© Tweeter Linder 2016 – All rights reserved. Photo by iStock
Making the leap to the next role is a challenge all career minded professionals face on a continuous basis. Most have a clear opinion about what they aim for next, but few have a clear for the role beyond your next one. By taking a grip on your goal 2 roles out in a 5 year perspective, you are likely to see more ways to get there. Here are my perspectives on how to structure such an activity.
Common career perspectives
A career plan often starts around basic aspiration Your management aspirations can be to grow your responsibility, e.g. people, money and type of roles. But the paths and ideas varies between professionals.
When discussing career ideas and paths three things stand out. First most mentees focus on what they want as next role and how to get it. Second mentees aspire to get experience from several areas. The third observation is few mentees have a perspective on the role after next. The result is often firm short term ideas with a high flexibility in the medium/long-term direction.
The alternative way of thinking I would like to suggest is to be firm on what you plan to do two roles out. A target built on aspirations, dreams and a clear understanding what it takes to get there. Once your target is clear you can be open minded about the different alternative routes taking you there. The pint of being firm about future and flexible about present is you will always move in the right directions. Near term flexibility is not to be open to anything short term. Rather to be open to consider different paths taking you towards your target.
Start with the end in mind
Defining your medium term career aspirations is hard. Pick a good note book. Collect ideas and thoughts over a period of time. Have serious conversations with yourself about what you love to do. Aspire to find some simple principles to guide you. One of the best examples I have heard was an Executive describing his principles as
- FUN – I want to enjoy what I do to perform well
- GROW – I want to grow my personal capabilities and never want to be fully capable in a role.
- PAY – I want to get paid to support the life I want to live as a person and with mi family.
- 3X – I want all three factors to be in place for any given role.
Build on the principles resonating best with you. For this part of your journey you might want to explore open conversations with senior leaders you have met and respect. A 15-30 minute conversation at this stage give you new perspectives beyond your own thinking. Most leaders your know are happy to share ideas with with you once you trust them to guide you in your career choices.
Your target two roles out
When you define your target you want to spend time thinking on both who you will be and what you will do. Professionals seem to be better at describing what they do and struggle in describing who they are.

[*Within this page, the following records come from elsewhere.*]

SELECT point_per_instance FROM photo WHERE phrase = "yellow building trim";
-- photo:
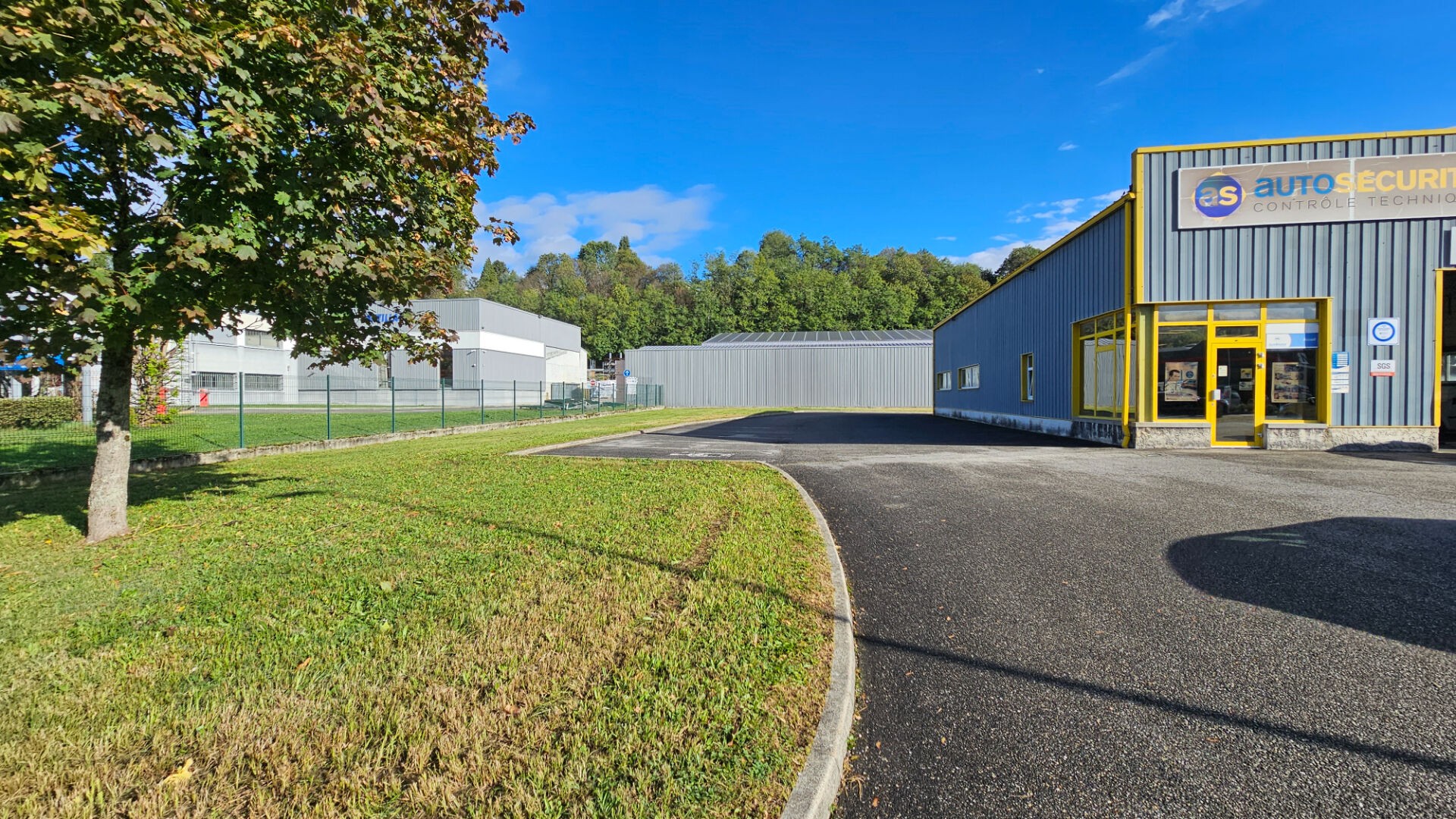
(1299, 140)
(1052, 248)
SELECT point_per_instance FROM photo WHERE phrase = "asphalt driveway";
(1057, 630)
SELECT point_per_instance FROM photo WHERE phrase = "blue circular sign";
(1218, 196)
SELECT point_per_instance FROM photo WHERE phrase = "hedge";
(38, 413)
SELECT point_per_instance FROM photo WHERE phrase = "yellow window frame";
(1107, 327)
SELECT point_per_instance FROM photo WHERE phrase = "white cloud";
(1136, 66)
(1180, 11)
(653, 219)
(1169, 12)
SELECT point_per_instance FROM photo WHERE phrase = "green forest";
(786, 284)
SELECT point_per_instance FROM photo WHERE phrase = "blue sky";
(963, 127)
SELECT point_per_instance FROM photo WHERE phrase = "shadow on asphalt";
(1439, 458)
(870, 428)
(1388, 576)
(1177, 707)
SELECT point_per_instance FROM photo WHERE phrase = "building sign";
(1383, 333)
(1324, 190)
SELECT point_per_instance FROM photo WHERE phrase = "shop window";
(1181, 356)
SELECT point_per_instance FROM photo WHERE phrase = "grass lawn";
(419, 629)
(74, 445)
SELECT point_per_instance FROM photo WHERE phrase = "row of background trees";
(786, 284)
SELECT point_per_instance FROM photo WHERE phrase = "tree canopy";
(297, 161)
(786, 284)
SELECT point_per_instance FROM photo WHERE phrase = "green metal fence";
(248, 410)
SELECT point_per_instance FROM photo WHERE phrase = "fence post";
(240, 439)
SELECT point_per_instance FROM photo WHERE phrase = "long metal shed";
(862, 369)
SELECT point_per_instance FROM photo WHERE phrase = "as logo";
(1218, 196)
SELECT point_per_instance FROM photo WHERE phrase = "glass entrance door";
(1237, 398)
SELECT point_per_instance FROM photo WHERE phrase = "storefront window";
(1181, 354)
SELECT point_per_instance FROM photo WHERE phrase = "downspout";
(1128, 322)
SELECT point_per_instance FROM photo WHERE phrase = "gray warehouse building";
(1272, 293)
(867, 369)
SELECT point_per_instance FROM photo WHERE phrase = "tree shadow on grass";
(1388, 576)
(67, 499)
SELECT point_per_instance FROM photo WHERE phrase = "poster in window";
(1286, 382)
(1180, 381)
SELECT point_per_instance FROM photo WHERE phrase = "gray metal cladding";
(786, 376)
(1367, 268)
(1033, 312)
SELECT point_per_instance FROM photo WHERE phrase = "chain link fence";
(240, 410)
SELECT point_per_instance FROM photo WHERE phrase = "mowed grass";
(74, 445)
(421, 629)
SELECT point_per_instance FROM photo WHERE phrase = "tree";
(299, 161)
(1014, 261)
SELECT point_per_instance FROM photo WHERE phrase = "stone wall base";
(1172, 435)
(1084, 428)
(1350, 439)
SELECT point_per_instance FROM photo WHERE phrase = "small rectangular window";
(1172, 314)
(1237, 312)
(215, 381)
(259, 338)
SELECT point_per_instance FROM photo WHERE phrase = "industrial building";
(867, 369)
(497, 346)
(1270, 293)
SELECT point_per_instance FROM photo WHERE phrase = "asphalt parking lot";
(1047, 629)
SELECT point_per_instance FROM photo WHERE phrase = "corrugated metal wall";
(1369, 268)
(1033, 312)
(788, 376)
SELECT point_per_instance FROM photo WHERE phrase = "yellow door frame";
(1212, 382)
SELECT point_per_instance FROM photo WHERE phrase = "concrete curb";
(814, 792)
(27, 480)
(615, 436)
(817, 786)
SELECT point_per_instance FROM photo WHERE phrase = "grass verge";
(419, 629)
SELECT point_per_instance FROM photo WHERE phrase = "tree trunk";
(107, 513)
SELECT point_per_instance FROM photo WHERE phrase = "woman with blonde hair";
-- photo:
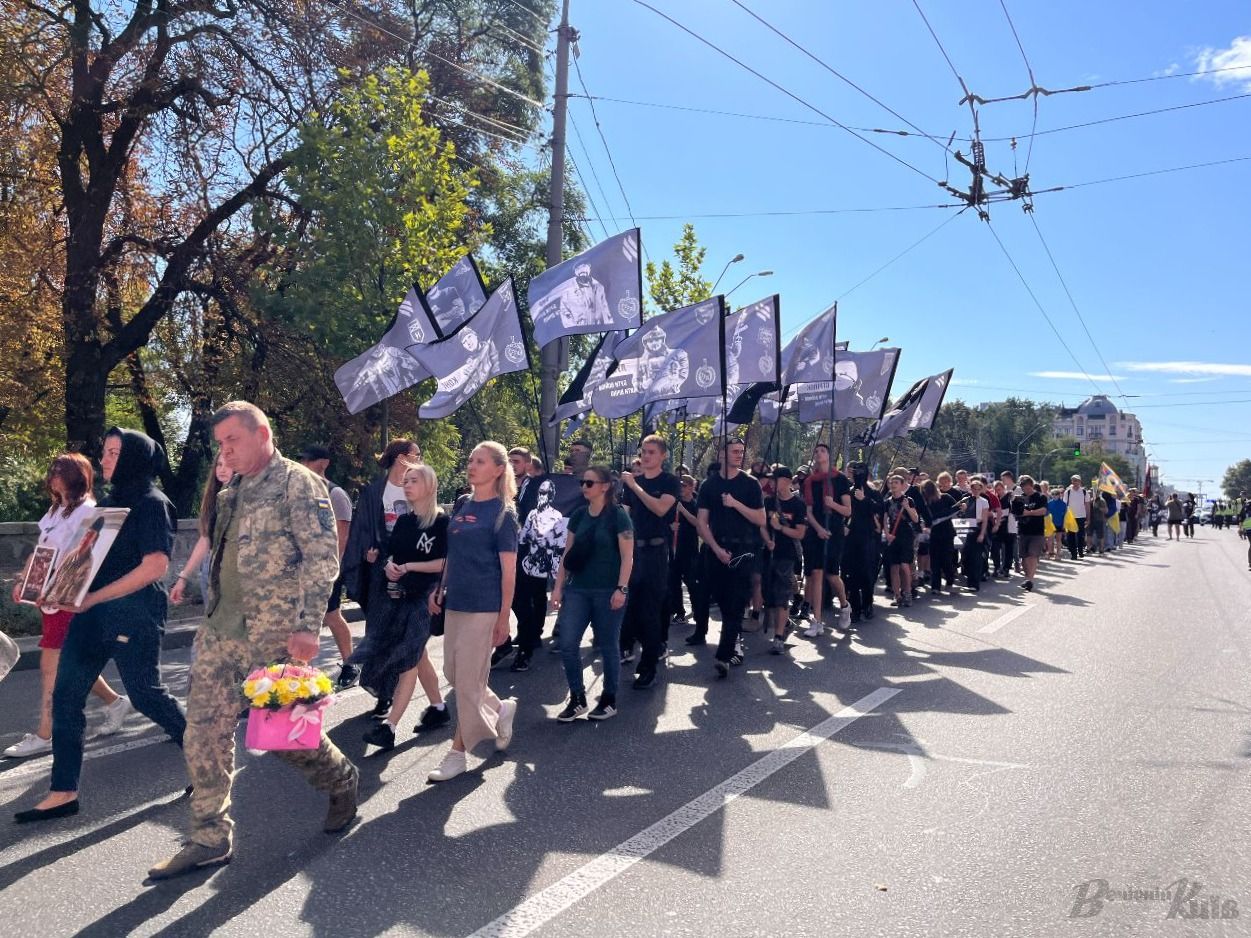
(69, 488)
(399, 625)
(476, 597)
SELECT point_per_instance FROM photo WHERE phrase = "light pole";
(732, 260)
(758, 273)
(1022, 443)
(1042, 463)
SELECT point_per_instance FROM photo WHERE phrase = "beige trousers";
(467, 647)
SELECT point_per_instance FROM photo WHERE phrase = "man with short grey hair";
(273, 558)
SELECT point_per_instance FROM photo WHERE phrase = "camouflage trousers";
(213, 707)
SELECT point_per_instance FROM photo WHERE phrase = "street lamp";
(732, 260)
(1040, 427)
(758, 273)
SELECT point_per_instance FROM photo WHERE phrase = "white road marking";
(1006, 618)
(542, 907)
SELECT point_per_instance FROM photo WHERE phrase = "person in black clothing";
(684, 564)
(123, 618)
(942, 508)
(378, 507)
(1030, 509)
(898, 533)
(862, 548)
(399, 627)
(731, 514)
(651, 498)
(787, 520)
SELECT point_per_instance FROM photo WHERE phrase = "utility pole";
(552, 354)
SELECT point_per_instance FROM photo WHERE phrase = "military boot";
(343, 806)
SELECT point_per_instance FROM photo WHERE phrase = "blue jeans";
(91, 642)
(582, 608)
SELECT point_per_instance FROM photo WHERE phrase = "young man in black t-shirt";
(1030, 509)
(683, 565)
(786, 524)
(651, 498)
(731, 513)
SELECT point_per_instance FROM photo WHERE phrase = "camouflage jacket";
(288, 548)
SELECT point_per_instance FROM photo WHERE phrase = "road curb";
(178, 634)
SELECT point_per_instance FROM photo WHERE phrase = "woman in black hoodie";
(123, 618)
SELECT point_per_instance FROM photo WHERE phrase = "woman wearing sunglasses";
(591, 588)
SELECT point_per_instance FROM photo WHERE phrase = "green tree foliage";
(1237, 478)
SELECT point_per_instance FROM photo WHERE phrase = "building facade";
(1097, 424)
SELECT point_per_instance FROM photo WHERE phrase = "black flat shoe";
(61, 811)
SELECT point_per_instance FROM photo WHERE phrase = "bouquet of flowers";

What is the level of role you target, ranging from CEO down to an individual contributor. What is the core competence you associate yourself with? Perhaps with sales and development at the two extreme ends. In which part of the world do you see yourself? Not all parts of the world might suit you and your family.
Coming to an understanding of this direction is important. We tend to gain a reputation fast in our home organization. Tour superiors and peers tend to but you in a certain category. In narrow categories representing a share of your true capability. You want the “window to your peers” to represent who you are and what you want to do.
Flexibility in what to pursue next
Once you have defined your target role you are better equipped to direct your search for a great role. Make a list of roles with potential to take you towards your target. List what you can expect to learn in each role. Evaluate the potential to perform well. The next great job always starts with performing well in your current role.
Avoid tow move in one, both changing the field your work in and the level you operate is tough. Aim for lateral moves between functional areas or vertical moves in a filed you know.
Expect the unexpected near term. During one major re-organization I interviewed for 4 different roles at the same time, and landed happy in one of them. For another role the first contact was in the evening and the next day I have accepted. Neither of the two came out of slump. But an idea of where I wanted to go, and an openness to listen to options.
Questions to ask yourself
- What are the principles guiding your professional life – the start for great career planning.
- Who are the senior leaders you would like to ask for advice – aim for the best ones you have met.
- What is the role you aim for two jobs out – an approximation of a 5-year target.
- Which role openings do you expect to see near term – start to position yourself for the ones you want before they are listed.
Additional reading suggestions
- How to Plan for the next 5 years [ARTIUCLE] – by Entrepreneur
- Where do you see yourself in five years? Avoiding interview clichés [ARTICLE] – by The Guardian
- Tough Interview question – What is your long range objective? [BLOGPOST] – by CollegeGrad
- How to prepare young people for the jobs of the future [ARTICLE] – by Huffington Post
- Act like a leader before you are one [ARTICLE] – by Harvard Business Review
The first time I applied this thinking I was coached to take input from the leadership team of our company to shape my own ideas. Thanks TM, it was one of the better things I have done to learn about where to focus my professional energy.